FORMER Doctor Who director Tristan de Vere Cole took a journey back in time when he opened the Augustus John display at Fordingbridge Museum.
Television and film director Mr de Vere Cole is the last surviving offspring of the artist who was famed as much for his Bohemian lifestyle as for his character portraits.
Now aged 70, Mr de Vere Cole directed the Doctor Who serial The Wheel in Space back in 1968.
As a boy he lived as part of the John family at Fryern Court, Fordingbridge.
His mother was Mavis Wheeler, who enjoyed a relationship with Augustus John during his time with wife Ida and, after her death, partner Dorelia, or Dodo, as she was known.
He supplied a photograph of Dodo and his father taken in 1960, a year before his death, which has been enlarged and now provides part of a grainy monotone backdrop to the display of original works.

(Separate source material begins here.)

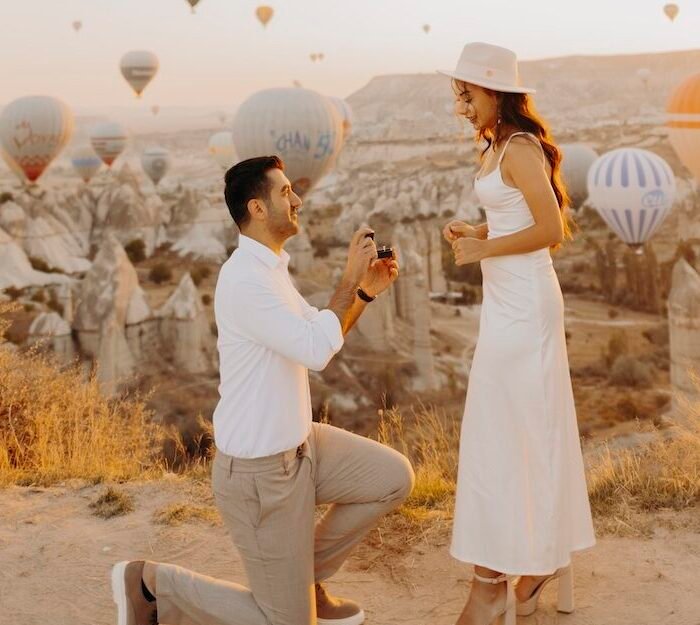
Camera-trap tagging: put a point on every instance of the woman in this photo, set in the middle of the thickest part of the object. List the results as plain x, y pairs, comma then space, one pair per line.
522, 505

Television and radio coverage of Mr John's death made more of his lifestyle than his art, but Dodo was always treated with great warmth by the shopkeepers of the town.
However, there were others ashamed of his Fordingbridge links, who insisted that the striking statue of Augustus by Ivor Roberts-Jones should be hidden away in a corner of the recreation ground.
Now the bronze is a feature of Riverside Place, formerly the site of the Greyhound Hotel, "one of Augustus's favourites" and near the site of the Albany Hotel, which is where many of his sitters would stay.
Works on display at the museum include a self-portrait from about 1933, and drawings of Ida and their children David, Robin, Edwin and Casper.